The optimizer can be configured using a change on command line:

CODE

af [...] model.module.optimizer.moniker=timm.adamw

Change in YAML:

CODE

model:
  module:
    optimizer:
      moniker: timm.adamw

Supported Values

CODE

torch:Adadelta
torch:Adagrad
torch:Adam
torch:AdamW
torch:SparseAdam
torch:Adamax
torch:ASGD
torch:LBFGS
torch:NAdam
torch:RAdam
torch:RMSprop
torch:Rprop
torch:SGD
timm:sgd
timm:nesterov
timm:momentum
timm:sgdp
timm:adam
timm:adamw
timm:adamp
timm:nadam
timm:radam
timm:adamax
timm:adabelief
timm:radabelief
timm:adadelta
timm:adagrad
timm:adafactor
timm:lamb
timm:lambc
timm:larc
timm:lars
timm:nlarc
timm:nlars
timm:madgrad
timm:madgradw
timm:novograd
timm:nvnovograd
timm:rmsprop
timm:rmsproptf

Schedulers

How to Configure

The schedulers can be configured either via the command line OR by modifying the recipe YAML file directly.

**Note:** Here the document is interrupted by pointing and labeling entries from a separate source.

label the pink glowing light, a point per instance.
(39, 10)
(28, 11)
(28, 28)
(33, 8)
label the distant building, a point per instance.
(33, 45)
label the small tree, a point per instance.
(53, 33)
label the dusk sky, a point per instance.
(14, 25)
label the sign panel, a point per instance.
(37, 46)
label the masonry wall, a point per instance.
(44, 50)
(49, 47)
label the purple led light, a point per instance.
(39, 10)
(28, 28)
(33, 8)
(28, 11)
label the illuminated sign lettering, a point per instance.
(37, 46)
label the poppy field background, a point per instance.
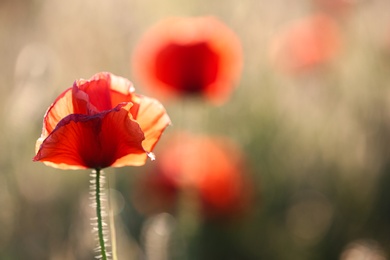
(315, 140)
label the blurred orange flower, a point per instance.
(212, 167)
(306, 43)
(99, 123)
(189, 56)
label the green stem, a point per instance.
(99, 216)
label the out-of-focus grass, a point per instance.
(317, 143)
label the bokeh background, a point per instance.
(316, 142)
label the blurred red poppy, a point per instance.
(99, 123)
(212, 167)
(189, 56)
(306, 43)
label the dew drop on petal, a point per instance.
(151, 156)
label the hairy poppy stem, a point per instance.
(99, 215)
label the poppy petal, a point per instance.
(85, 141)
(60, 108)
(153, 120)
(98, 90)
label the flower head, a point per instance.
(99, 123)
(212, 167)
(306, 43)
(189, 56)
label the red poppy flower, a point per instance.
(306, 43)
(189, 56)
(99, 123)
(212, 167)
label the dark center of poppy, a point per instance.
(188, 69)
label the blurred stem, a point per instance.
(99, 216)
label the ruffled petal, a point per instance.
(152, 118)
(98, 90)
(98, 141)
(60, 108)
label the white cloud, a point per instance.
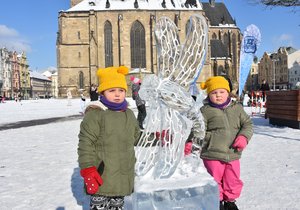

Note: internally schedulers are groups of values, so the syntax for command line and YAML file changes is different than changes to single values.

Change the scheduler on command line:

CODE

af [...] model/module/scheduler=OneCycle

Supported Values

CODE

ExponentialDecay
ReduceOnPlateau
OneCycle
OneCycleAnnealed

`model/module/scheduler=ExponentialDecayScaled`

Reference: https://pytorch.org/docs/stable/generated/torch.optim.lr_scheduler.ExponentialLR.html#exponentiallr

Parameter	Parameter Explanation
`model.module.optimizer.lr`	Starting LR (eg. 0.01)
`model.module.scheduler.actual.gamma`	Decay rate (eg 0.95)
`model.module.scheduler.actual.[XXX]`	Any other parameter of torch scheduler

`model/module/scheduler=ExponentialDecayScaled`

Reference: https://pytorch.org/docs/stable/generated/torch.optim.lr_scheduler.ExponentialLR.html#exponentiallr

Parameter	Parameter Explanation
`trainer.max_epochs`	Max epoch for LR scaling (e.g. 42)
`model.module.optimizer.lr`	Starting LR (e.g. 0.1)
`model.module.scheduler._recipe_.lr_end`	Ending LR at last epoch (e.g. 0.0001)
`model.module.scheduler.actual.[XXX]`	Any other parameter of torch scheduler

`model/module/scheduler=OneCycle`

Reference: https://pytorch.org/docs/stable/generated/torch.optim.lr_scheduler.OneCycleLR.html

Parameter	Parameter Explanation
`trainer.max_epochs`	Max epoch for LR scheduling (e.g. 42)
`model.module.optimizer.lr`	Max LR (e.g. 0.1)
`model.module.scheduler.actual.[XXX]`	Any parameter of torch scheduler

`model/module/scheduler=OneCycleAnnealed`

Two phase LR: (1) OneCycle → (2) constant LR annealing

References:

Parameter	Parameter Explanation
`model.module.scheduler._recipe_.epochs_onecycle`	# of epochs for initial OneCycle
`model.module.scheduler._recipe_.constant_lr_factor`	factor of initial LR to anneal
`model.module.optimizer.lr`	Max LR (e.g., 0.1)
`model.module.scheduler.actual.[XXX]`	Any parameter of torch sequential scheduler
`model.module.scheduler.actual._schedulers_[0].[XXX]`	Any parameter of first phase OneCycle scheduler
`model.module.scheduler.actual._schedulers_[1].[XXX]`	Any parameter of second phase constant scheduler
`model.module.scheduler=ReducedOnPlateau`	Reduces the learning rate when a metric has stopped improving.
`model.module.scheduler=CosineAnneling`	Sets the learning rate of each parameter group using a cosine annealing schedule.